# Something for the diabetics



## Theognome (Apr 2, 2009)

Due to a charity bake sale at work tomorrow and my reputation for cooking and baking, I was volunteered to crank out some goodies from the oven. We have some diabetic folk at the office, so I was gonna do a sugarless pumpkin pie along with the other stuff so they won't be left out. Does anyone have any other diabetic dessert suggestions?

Theognome


----------



## Theognome (Apr 2, 2009)

Thank you Purdiestness for emailing me all those links!

So, the sugar free, low carb blueberry muffins are done, and the sugarless strawberry pie (sugerless save for the strawberries themselves) is nearing completion. Now I'm doing the *real* blueberry muffins, and then I'll do a quick pumpkin pie, since we've got a half-dozen bags of frozen pumpkin languishing in the freezer.

This is fun.

Theognome


----------



## AThornquist (Apr 2, 2009)

Apple pie sweetened with condensed apple juice is really good as well. It is one of the only pies my diabetic step-dad can eat but he doesn't mind since it is so good!


----------



## VictorBravo (Apr 2, 2009)

Believe it or not, black bean brownies are pretty good.

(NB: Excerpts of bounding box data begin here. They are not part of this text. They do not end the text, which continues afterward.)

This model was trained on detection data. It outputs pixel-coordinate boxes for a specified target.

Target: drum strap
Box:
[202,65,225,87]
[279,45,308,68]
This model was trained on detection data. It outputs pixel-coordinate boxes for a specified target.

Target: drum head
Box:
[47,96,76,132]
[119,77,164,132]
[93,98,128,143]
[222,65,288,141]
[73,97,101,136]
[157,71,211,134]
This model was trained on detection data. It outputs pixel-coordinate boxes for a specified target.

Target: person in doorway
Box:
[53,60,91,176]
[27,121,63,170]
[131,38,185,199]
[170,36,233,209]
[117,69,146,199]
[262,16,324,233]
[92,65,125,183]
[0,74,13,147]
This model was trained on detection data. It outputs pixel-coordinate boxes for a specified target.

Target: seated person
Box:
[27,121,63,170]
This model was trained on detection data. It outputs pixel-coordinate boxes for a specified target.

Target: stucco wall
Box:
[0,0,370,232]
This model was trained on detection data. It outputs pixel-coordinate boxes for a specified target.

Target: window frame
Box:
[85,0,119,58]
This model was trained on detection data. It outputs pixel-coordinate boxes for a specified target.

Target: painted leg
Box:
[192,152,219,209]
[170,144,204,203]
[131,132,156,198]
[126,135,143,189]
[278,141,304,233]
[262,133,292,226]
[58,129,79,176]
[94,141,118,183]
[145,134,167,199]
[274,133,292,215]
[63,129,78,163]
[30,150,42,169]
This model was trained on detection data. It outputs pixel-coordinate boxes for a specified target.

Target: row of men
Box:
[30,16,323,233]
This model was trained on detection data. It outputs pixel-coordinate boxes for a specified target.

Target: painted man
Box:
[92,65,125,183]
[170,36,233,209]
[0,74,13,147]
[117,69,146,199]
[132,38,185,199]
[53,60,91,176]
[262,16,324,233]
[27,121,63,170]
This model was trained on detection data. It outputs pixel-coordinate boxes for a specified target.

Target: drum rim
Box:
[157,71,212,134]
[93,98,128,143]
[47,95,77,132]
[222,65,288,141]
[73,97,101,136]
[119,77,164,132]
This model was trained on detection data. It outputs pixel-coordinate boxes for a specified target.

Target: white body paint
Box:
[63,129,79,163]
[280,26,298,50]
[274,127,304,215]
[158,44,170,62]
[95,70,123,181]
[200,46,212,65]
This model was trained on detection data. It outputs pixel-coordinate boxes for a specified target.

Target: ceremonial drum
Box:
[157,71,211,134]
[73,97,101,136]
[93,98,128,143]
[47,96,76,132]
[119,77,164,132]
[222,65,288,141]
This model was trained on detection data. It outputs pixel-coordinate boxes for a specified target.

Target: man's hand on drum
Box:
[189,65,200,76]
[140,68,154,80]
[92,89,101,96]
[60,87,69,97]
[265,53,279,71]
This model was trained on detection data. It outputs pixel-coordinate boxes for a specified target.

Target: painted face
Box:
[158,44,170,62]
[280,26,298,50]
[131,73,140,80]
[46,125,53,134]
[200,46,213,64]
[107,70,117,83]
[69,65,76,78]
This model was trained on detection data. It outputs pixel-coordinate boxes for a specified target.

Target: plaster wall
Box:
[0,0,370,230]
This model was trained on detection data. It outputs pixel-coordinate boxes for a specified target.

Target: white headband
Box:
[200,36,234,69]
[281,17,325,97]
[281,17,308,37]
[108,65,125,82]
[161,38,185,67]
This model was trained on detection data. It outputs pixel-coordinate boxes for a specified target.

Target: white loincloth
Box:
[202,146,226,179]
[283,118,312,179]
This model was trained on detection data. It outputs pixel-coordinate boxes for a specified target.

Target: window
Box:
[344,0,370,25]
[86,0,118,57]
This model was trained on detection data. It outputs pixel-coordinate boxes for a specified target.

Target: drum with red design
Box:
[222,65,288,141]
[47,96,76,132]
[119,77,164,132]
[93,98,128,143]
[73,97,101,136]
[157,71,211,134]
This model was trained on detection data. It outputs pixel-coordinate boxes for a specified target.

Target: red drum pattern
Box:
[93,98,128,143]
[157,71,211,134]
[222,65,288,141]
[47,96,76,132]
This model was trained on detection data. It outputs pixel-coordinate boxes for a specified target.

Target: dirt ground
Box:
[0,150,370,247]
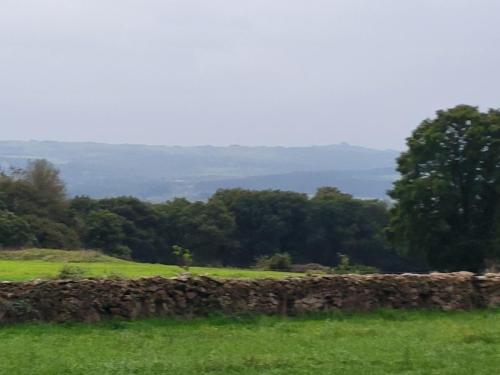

Cut the sugar in half or use a sugar substitute. A lot of diabetics are more reactive to carbohydrates than sucrose. I know that these don't spike blood glucose nearly as much as a plain piece of bread.


----------



## AThornquist (Apr 2, 2009)

Hmm I would have never thought of using black beans instead of flour. Now that is a recipe I want to try!


----------



## Theognome (Apr 2, 2009)

Thanks for the suggestions, guys, but I needed them five hours ago (no worries). If this comes up again, the black bean brownies look very promising...

Theognome


----------